The first departure from his standard formula is immediately apparent. The narrator of The Fault in Our Stars is a girl. Hazel. For the most part I think Green captured the female point of view really well, without ever coming close to stereotypical clothes/shopping/boys territory. Tip for male writers: It’s ok if your female protag doesn’t like shoes, we’ll still know she’s a girl! I think it’s tricky for some writers (female and male) to write convincing female voices without the “shortcuts” of liking jewelery and makeup and boys and ponies and whatever. Not that there aren’t plenty of teenage girls like that out there, but there are also many who aren’t. A few minor hiccups aside, he nails it. Hazel is a complete departure from the manic pixie dream girl model Green used with his previous female characters like Alaska and Margo, which was kinda ironic given that another character tells Hazel several times that she looks one of the original manic pixie dream girls, Natalie Portman. Maybe Mr. Green was poking fun?
Hazel has a pretty nasty case of the cancer, which miraculously didn’t kill her years ago but is going to get her eventually. At a lame cancer support group meeting she meets handsome cancer survivor Augustus Waters, and the story is off. And here we return to more familiar John Green territory. The book might be lacking a manic pixie dream girl, but in Augustus Waters we’ve got a fairly spot on example of a manic pixie dream boy.
Just like Margo and Alaska and the girl from an Abundance of Katherine’s not called Katherine, Augustus is quirky and free spirited and he has a slightly offbeat name. And like in all of those books he rescues Hazel from herself.
I wonder if John Green is capable of writing a book without a character of this type. In each of his books he bounces his straight main character off of this character's weirdness (even in Will Gayson, Will Grayson, with the role being filled by Tiny) and the plot is driven forward by them. Alaska’s accident is the focal point of Looking for Alaska, Margo’s breadcrumb trail is the backbone of Paper Towns and In The Fault in Our Stars Augustus uses his “wish” to get himself and Hazel to Amsterdam to meet the author of her favourite book.

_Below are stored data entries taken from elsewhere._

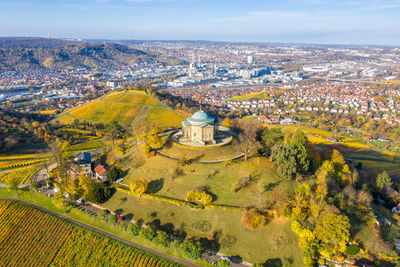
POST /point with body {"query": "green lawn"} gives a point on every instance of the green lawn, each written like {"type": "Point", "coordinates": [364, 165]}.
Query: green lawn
{"type": "Point", "coordinates": [274, 241]}
{"type": "Point", "coordinates": [126, 108]}
{"type": "Point", "coordinates": [256, 246]}
{"type": "Point", "coordinates": [207, 154]}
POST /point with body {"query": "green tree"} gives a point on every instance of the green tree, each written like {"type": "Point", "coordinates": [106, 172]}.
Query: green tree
{"type": "Point", "coordinates": [285, 160]}
{"type": "Point", "coordinates": [58, 149]}
{"type": "Point", "coordinates": [333, 229]}
{"type": "Point", "coordinates": [153, 140]}
{"type": "Point", "coordinates": [60, 200]}
{"type": "Point", "coordinates": [139, 187]}
{"type": "Point", "coordinates": [299, 149]}
{"type": "Point", "coordinates": [35, 186]}
{"type": "Point", "coordinates": [98, 193]}
{"type": "Point", "coordinates": [270, 138]}
{"type": "Point", "coordinates": [13, 183]}
{"type": "Point", "coordinates": [191, 249]}
{"type": "Point", "coordinates": [102, 214]}
{"type": "Point", "coordinates": [161, 239]}
{"type": "Point", "coordinates": [148, 232]}
{"type": "Point", "coordinates": [115, 130]}
{"type": "Point", "coordinates": [112, 219]}
{"type": "Point", "coordinates": [223, 263]}
{"type": "Point", "coordinates": [133, 229]}
{"type": "Point", "coordinates": [113, 174]}
{"type": "Point", "coordinates": [246, 142]}
{"type": "Point", "coordinates": [383, 180]}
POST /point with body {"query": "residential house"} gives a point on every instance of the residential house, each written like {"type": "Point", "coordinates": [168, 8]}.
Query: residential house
{"type": "Point", "coordinates": [84, 162]}
{"type": "Point", "coordinates": [101, 173]}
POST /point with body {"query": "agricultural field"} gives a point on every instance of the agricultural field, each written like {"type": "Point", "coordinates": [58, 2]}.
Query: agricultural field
{"type": "Point", "coordinates": [30, 237]}
{"type": "Point", "coordinates": [22, 174]}
{"type": "Point", "coordinates": [219, 178]}
{"type": "Point", "coordinates": [373, 159]}
{"type": "Point", "coordinates": [85, 146]}
{"type": "Point", "coordinates": [21, 165]}
{"type": "Point", "coordinates": [127, 107]}
{"type": "Point", "coordinates": [207, 154]}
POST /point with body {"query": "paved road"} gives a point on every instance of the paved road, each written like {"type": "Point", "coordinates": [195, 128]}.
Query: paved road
{"type": "Point", "coordinates": [152, 251]}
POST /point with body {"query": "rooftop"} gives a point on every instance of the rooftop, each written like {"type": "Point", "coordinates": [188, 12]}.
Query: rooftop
{"type": "Point", "coordinates": [201, 117]}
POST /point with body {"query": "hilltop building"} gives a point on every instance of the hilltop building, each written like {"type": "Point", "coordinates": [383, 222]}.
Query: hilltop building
{"type": "Point", "coordinates": [200, 128]}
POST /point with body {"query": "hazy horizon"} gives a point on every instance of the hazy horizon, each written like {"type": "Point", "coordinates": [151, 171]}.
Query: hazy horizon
{"type": "Point", "coordinates": [369, 22]}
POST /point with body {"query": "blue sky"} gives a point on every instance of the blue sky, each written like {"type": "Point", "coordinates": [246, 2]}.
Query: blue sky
{"type": "Point", "coordinates": [306, 21]}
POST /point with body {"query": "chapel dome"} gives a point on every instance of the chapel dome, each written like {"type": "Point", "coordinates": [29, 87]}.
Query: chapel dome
{"type": "Point", "coordinates": [201, 117]}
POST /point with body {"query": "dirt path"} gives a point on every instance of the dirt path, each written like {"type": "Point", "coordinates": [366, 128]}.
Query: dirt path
{"type": "Point", "coordinates": [152, 251]}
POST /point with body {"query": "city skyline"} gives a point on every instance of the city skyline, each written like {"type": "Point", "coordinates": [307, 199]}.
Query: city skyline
{"type": "Point", "coordinates": [305, 21]}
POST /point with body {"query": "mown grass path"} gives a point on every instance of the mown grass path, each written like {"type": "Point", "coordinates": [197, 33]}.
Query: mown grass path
{"type": "Point", "coordinates": [152, 251]}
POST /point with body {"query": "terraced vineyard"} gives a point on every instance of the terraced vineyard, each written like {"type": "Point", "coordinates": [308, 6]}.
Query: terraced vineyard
{"type": "Point", "coordinates": [22, 174]}
{"type": "Point", "coordinates": [127, 107]}
{"type": "Point", "coordinates": [30, 237]}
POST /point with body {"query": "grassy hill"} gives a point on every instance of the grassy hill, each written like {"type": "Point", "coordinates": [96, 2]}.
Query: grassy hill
{"type": "Point", "coordinates": [274, 241]}
{"type": "Point", "coordinates": [127, 107]}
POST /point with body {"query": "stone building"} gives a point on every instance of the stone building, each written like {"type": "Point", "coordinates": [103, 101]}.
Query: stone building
{"type": "Point", "coordinates": [200, 128]}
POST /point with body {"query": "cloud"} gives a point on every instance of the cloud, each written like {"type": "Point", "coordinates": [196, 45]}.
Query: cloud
{"type": "Point", "coordinates": [257, 15]}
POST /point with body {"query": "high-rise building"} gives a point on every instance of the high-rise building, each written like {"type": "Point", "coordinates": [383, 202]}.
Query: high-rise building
{"type": "Point", "coordinates": [250, 60]}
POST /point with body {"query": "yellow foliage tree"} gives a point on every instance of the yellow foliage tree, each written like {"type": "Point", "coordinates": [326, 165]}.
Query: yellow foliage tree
{"type": "Point", "coordinates": [139, 187]}
{"type": "Point", "coordinates": [201, 197]}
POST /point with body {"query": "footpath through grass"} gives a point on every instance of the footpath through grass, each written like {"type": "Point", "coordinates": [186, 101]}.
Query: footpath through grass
{"type": "Point", "coordinates": [43, 201]}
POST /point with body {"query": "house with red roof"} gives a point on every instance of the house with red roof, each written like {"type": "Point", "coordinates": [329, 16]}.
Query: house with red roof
{"type": "Point", "coordinates": [101, 173]}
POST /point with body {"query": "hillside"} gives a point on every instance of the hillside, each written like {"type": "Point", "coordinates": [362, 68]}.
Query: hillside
{"type": "Point", "coordinates": [128, 107]}
{"type": "Point", "coordinates": [31, 237]}
{"type": "Point", "coordinates": [34, 54]}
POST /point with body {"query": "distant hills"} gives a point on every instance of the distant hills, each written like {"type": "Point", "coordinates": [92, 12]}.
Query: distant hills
{"type": "Point", "coordinates": [22, 54]}
{"type": "Point", "coordinates": [127, 107]}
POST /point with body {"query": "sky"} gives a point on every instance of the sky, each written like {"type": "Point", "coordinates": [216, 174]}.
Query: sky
{"type": "Point", "coordinates": [289, 21]}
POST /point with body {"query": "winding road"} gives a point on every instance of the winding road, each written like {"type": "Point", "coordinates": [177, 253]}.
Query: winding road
{"type": "Point", "coordinates": [152, 251]}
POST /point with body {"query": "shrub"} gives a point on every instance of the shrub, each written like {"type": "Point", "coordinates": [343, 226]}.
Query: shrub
{"type": "Point", "coordinates": [161, 239]}
{"type": "Point", "coordinates": [102, 214]}
{"type": "Point", "coordinates": [184, 161]}
{"type": "Point", "coordinates": [223, 263]}
{"type": "Point", "coordinates": [146, 149]}
{"type": "Point", "coordinates": [228, 241]}
{"type": "Point", "coordinates": [139, 187]}
{"type": "Point", "coordinates": [35, 186]}
{"type": "Point", "coordinates": [112, 218]}
{"type": "Point", "coordinates": [175, 245]}
{"type": "Point", "coordinates": [133, 229]}
{"type": "Point", "coordinates": [148, 232]}
{"type": "Point", "coordinates": [202, 226]}
{"type": "Point", "coordinates": [124, 225]}
{"type": "Point", "coordinates": [113, 174]}
{"type": "Point", "coordinates": [253, 219]}
{"type": "Point", "coordinates": [98, 193]}
{"type": "Point", "coordinates": [352, 250]}
{"type": "Point", "coordinates": [201, 197]}
{"type": "Point", "coordinates": [340, 257]}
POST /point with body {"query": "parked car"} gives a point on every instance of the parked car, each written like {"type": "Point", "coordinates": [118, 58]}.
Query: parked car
{"type": "Point", "coordinates": [226, 258]}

This all must seem very critical, and if John Green was less of an author is would be. But John Green is not less of an author. He’s amazing. His books are funny and some of the most intelligent and thought provoking I have ever read. The way he weaves deep philosophical questions into his narratives never fails to delight me, and leave me staring off into the distance, deep in thought. And I can’t think of any other author who incorporates poetry into their work as well as he does.
I think The Fault in Our Stars might be his best yet. It a book about death and life and young love and books. Especially books. The importance of books in our lives, the disconnect between book and author, the question of who “owns” a book once it’s out there, the author or the reader, and the ways fiction can and can’t immortalize someone. I remember doing a class at uni on “the death of the author” and if this book had of been published then I would have been bringing it up every two seconds. It’s fantastic stuff, and I love the fact that John Green is exposing teenagers to these ideas.
I’m aware that this review is starting to get ridiculously long. I just want to say that I don’t have much experience with cancer, or of young people with cancer, but Green’s portrayal of it felt really authentic to me. Not too maudlin but not too light. It was a book in which the main character has cancer, but never feels like a book about cancer.
Ultimately this is a really good book. Really really good. Even if I did read the last few chapters sobbing like a baby. Green departed from his formula a little, if not entirely, and it’s left me excited to see what he does next.